Angelo Cataldi: The Phillies are just hard to watch

Ryan Howard went 0-for-4 against the Blue Jays Monday night, lowering his batting average to .239. Credit: Getty Images Ryan Howard and the Phillies’ offense has been incredibly inconsistent lately. Credit: Getty Images

Now that the Phillies are back to being nothing special and the attendance figures are reflecting their new-found mediocrity, Jimmy Rollins is being proclaimed a sage for saying, years ago, that his team has “fair-weather fans.” Sorry, but there’s a big difference between being bandwagon-jumpers and just plain discriminating.

Last week, during a sequence of excessively long, painfully boring contests, crowd totals were barely more than half of the capacity turnouts achieved just two seasons ago.
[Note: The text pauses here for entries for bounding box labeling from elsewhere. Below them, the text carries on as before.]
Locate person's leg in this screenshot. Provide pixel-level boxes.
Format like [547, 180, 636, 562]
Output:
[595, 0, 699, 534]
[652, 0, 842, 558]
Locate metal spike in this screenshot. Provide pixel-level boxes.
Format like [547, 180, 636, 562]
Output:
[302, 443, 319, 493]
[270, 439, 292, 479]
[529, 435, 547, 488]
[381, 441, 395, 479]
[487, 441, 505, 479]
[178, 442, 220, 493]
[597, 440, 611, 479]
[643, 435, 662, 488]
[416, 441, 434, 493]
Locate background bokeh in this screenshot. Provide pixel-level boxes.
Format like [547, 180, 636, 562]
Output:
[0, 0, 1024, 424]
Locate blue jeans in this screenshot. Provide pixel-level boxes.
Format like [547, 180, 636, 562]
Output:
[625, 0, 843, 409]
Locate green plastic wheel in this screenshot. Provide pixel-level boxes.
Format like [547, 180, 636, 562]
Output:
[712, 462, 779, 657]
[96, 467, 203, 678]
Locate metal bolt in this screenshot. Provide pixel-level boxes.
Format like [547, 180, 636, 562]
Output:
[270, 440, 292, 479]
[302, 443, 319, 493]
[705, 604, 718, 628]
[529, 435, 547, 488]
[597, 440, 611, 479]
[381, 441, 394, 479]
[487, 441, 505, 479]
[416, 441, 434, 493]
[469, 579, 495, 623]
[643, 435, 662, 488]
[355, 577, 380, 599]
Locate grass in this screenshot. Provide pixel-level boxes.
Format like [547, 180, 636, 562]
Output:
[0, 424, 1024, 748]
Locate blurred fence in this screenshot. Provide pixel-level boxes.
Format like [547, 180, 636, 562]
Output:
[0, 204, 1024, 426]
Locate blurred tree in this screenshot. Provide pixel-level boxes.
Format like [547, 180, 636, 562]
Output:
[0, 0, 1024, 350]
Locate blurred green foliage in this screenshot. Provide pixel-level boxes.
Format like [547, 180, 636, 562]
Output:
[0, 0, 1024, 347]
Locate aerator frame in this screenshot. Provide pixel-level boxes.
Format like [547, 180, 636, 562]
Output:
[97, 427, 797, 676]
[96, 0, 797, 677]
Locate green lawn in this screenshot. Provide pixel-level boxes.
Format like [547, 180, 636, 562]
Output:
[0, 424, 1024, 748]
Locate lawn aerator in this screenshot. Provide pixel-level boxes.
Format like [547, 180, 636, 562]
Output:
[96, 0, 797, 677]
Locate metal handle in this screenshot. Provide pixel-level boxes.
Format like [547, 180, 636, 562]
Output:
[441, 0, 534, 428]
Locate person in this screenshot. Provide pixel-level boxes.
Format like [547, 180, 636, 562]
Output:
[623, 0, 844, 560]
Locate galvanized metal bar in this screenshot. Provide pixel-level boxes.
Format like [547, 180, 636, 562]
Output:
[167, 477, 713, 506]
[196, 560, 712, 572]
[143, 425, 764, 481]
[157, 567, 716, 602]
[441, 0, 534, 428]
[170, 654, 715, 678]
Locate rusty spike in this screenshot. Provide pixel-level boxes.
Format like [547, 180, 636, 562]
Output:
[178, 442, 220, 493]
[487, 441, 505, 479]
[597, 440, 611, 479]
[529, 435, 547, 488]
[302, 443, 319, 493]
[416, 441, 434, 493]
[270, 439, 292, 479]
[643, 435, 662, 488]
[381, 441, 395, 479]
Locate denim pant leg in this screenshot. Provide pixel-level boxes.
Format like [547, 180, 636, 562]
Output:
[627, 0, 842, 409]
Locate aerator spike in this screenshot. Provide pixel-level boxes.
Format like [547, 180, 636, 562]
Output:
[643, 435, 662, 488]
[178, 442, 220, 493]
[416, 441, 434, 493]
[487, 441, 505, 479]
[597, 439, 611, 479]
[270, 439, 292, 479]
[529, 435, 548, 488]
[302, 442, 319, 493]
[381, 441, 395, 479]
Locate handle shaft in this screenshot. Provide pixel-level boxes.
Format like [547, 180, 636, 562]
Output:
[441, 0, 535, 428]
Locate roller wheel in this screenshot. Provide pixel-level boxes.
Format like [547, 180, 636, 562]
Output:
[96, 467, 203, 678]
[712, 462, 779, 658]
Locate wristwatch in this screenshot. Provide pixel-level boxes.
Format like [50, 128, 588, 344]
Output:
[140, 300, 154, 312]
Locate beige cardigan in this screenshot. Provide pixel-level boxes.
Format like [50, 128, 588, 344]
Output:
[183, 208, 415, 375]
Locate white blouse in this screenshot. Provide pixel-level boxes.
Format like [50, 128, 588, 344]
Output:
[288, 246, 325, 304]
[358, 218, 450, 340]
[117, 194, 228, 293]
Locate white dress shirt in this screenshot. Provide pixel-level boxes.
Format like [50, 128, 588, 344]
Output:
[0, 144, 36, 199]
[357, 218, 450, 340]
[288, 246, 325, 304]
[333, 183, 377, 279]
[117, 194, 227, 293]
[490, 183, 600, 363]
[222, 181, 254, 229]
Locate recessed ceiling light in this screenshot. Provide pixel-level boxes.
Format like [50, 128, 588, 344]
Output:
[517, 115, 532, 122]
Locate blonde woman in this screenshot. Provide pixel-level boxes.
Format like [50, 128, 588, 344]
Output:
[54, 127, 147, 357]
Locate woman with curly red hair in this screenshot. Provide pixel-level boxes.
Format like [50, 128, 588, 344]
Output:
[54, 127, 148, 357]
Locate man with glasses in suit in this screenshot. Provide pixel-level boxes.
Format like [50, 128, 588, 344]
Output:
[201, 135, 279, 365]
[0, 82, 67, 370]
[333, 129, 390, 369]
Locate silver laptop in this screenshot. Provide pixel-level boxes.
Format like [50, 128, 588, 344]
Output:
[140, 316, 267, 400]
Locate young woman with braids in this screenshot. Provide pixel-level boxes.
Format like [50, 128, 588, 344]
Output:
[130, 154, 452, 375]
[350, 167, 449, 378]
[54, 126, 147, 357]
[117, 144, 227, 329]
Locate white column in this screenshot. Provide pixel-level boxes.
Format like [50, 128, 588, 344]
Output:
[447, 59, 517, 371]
And even the 23,000 who did turn out were not committed to the entire game, as evidenced by entire sections of empty seats in the final innings.

In the mind of Rollins and his many minions, fans are supposed to cheer themselves hoarse for players barely hitting above .200 (Domonic Brown) or pitchers who cannot throw a strike (Antonio Bastardo). Maybe in St. Louis, but never in Philadelphia. Here, you have to earn the city’s support, and that doesn’t make the fans “fair-weather.”

The sad truth is, these Phillies are hard to watch. The decline of once-elite players, the failure of young players like Ben Revere and Brown and the obnoxious attitude of ingrates like Jonathan Papelbon — it’s all just so depressing. There is no logical reason to bust the house budget for a night watching this dead team’s march into oblivion.

One of the first lessons an athlete needs to learn when he comes to Philadelphia is that this is truly the big leagues. You make big money here, and you have big responsibilities to match your paycheck. If you don’t fulfill those duties, you pay the price with empty seats and a hostile reception.

That’s not being a fair-weather fan. That’s being a smart one.